Additionally, the urethra narrows and widens in 3 different places:
- Ostium urethrae internum
- Sphincter urethrae
- Ostium urethrae externum
- Pars prostatica
- Ampulla urethrae
- Fossa navicularis
The urethra is composed of the following layers from the inside to the outside:
- Tunica mucosa: urothelium, from the Pars prostatica merging into a multi-layered and multi-row highly prismatic epithelium and from the Fossa navicularis into a multi-layered, non-cornified squamous epithelium
- Tunica propria: connective tissue with venous plexus
- Tunica muscularis: Stratum longitudinale and circulare consisting of Stratum longitudinale and circulare
Diseases of the urethra
This is an inflammation of the urethra. Urethritis is triggered by bacterial pathogens or by ‘classic’ sexually transmitted diseases. A common cause is Neisseria gonorrhoeae (gonococcus) spread by sexual intercourse directly to the urethra in the man and indirectly from the perineum in the woman. Many cases of urethritis have no known cause, i.e. non-specific urethritis. A stricture can occur as a complication.
Urethra stricture or urethra narrowing results from sexually transmitted diseases, infections, accidents, catheterism or congenital malformations as well. Urinary retention, painful micturition or incomplete urination (residual urine) can emerge.
Carcinoma of the urethra rarely occurs. Nevertheless, it originates in the bladder neck in 90% of all cases. Another form is, e.g., the Condylomata acuminata (acuminate wart) which occurs due to infections.
Micturition may also be called urination or voiding. In the case of a healthy adult, micturition usually is a random process. The random closure of the urethra happens through the M. sphincter urethrae which are innervated by the Nervus pudendus.
The urgency to pass urine in an adult occurs when the bladder is filled to about 300–500 mL. With an increased filling, the bladder wall is widened which then stretches the receptors of the wall; the stretching is sufficient to generate sensory impulses that travel to the sacral spinal cord, which eventually passes onto the parasympathetic centers of the spinal marrow by which the micturition reflex is finally triggered. This reflex is a spinal cord reflex over which voluntary control may be exerted. The stimulus for the reflex is the stretching of the detrusor muscle of the bladder. The bladder can hold as much as 800 mL of urine, or even more, but the reflex is activated long before the maximum is reached.

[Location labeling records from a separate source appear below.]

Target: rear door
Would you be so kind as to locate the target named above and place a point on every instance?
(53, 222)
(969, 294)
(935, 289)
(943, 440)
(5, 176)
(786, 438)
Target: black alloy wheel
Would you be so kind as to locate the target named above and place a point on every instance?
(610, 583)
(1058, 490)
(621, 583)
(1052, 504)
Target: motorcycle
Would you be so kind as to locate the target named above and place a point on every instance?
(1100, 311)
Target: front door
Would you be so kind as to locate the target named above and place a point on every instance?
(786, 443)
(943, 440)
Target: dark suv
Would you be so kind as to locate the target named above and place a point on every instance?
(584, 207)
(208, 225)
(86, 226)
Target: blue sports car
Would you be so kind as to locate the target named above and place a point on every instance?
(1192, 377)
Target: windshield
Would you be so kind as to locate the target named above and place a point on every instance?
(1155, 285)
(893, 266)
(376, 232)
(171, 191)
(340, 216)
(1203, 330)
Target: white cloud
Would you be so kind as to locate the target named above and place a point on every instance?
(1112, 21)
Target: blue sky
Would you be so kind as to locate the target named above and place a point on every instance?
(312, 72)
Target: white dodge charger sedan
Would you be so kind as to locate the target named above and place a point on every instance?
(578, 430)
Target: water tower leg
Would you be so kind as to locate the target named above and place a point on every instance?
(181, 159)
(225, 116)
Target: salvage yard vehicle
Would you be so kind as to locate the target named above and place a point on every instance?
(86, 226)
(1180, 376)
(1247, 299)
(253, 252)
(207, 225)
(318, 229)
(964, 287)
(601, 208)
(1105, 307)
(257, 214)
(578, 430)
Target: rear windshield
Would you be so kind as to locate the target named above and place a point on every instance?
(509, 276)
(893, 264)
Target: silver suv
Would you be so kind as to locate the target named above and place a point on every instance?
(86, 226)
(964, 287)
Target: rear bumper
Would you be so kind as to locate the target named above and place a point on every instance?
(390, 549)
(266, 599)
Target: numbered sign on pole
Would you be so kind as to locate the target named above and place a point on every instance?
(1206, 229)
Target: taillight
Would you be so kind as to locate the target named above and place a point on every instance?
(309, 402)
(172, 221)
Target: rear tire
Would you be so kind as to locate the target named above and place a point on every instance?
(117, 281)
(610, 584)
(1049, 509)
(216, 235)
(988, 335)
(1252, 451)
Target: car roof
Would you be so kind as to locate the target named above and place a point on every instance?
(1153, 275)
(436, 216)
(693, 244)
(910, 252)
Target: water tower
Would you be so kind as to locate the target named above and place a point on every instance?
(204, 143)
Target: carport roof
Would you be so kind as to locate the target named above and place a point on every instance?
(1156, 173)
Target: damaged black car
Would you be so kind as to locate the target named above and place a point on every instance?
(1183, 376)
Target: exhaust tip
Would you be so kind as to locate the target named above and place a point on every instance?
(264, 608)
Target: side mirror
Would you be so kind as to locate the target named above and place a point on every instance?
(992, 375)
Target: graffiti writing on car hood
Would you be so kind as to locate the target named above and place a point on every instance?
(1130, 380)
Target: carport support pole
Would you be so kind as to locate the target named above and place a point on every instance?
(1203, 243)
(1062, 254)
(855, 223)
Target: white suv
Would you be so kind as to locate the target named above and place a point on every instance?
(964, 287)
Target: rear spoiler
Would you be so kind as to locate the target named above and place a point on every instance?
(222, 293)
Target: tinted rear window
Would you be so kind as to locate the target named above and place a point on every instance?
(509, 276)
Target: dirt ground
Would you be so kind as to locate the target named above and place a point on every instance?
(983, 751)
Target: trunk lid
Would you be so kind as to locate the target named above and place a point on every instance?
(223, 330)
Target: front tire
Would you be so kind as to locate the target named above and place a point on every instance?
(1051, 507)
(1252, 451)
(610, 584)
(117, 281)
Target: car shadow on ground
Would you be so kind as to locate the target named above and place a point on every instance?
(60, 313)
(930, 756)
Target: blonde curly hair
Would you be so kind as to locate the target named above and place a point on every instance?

Motor impulses return along the parasympathetic nerves to the detrusor muscle. The M. detrusor vesicae are contracted in the willing micturition. Meanwhile, the ureter openings close, the blood of the uvula escapes and the Ostium urethrae externum is widened. The M. sphincter urethrae cause its contraction and through the work of the detrusor muscle and, if necessary, through the support of the Heimlich maneuver, the bladder can now be emptied.
This means, that the process of the passing of water is a combination of tension (detrusor and Heimlich maneuver) and relaxation (sphincter).
Urination can be prevented by voluntary contraction of the external urethral sphincter. However, if the bladder continues to fill and be stretched, voluntary control is eventually no longer possible.